Overnight there was a dramatic intervention by an alphabet soup of central banks.  The Fed, ECB, BOE, BOJ, SNB and Bank of Canada all lowered their swap rates making it cheaper for local (non-US) banks to borrow dollars.  Even the Bank of China got involved, dramatically lowering their reserve ratio by 0.5%, the first lowering in 3 years (yup the banner year that was 2008).  This sort of massive coordination is never easy and is a sign of severe stress in the system.
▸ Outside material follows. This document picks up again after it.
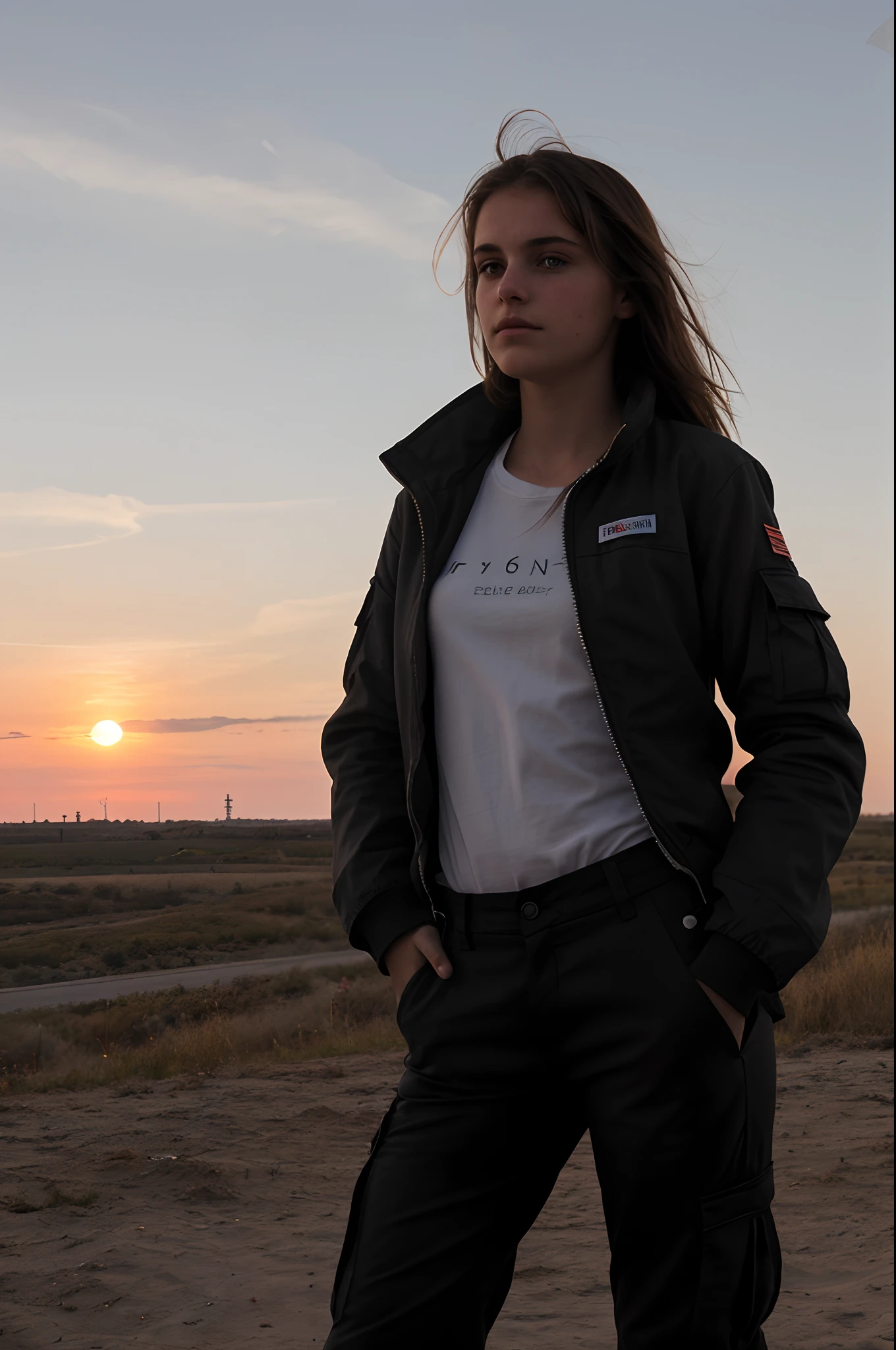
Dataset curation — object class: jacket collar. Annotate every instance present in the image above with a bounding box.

A writer at Forbes mentions the possibility that this could have been done to avert the imminent failure of a large European bank, which would have caused a Lehman like cascade through the system.   Considering this is the second massive central bank intervention involving US dollars in the span of less than 3 months, this is probably at best a kick the can down the road sort of scenario.  And lately the can just hasn't gone very far at all.

The big problem is that we are simply not facing a liquidity crisis.  We are facing a sovereign debt crisis which could eventually lead to a solvency crisis.  Pumping more dollars into the system won't help unless somehow people use those dollars to buy Italian, Greek, Spanish and French debt.  And they won't.  As the folks at GaveKal mentioned, sovereign debt investors are usually the types who will give a well funded government $100 with the assurance that they will be getting $102 in a year.  These are not swing for the fences, high risk, I've-got-a-feeling-on-this-one types.  Essentially, the natural market for EU sovereign debt has disappeared.  So how are these governments going to fund their operations over the next year given their 100%+ debt/gdp ratios?  How can they roll over hundreds of billions of dollars worth of debt?  What happens when they default and force banks to mark bonds to market, wiping out bank capital and causing a solvency crisis (remember MF Global was taken under by Italian sovereign debt)?  None of these issues have been solved by this intervention to lower the rates charged to borrow dollars.  In fact, if this intervention shows anything it is how close to the brink we really are.  Stay nimble and stay liquid.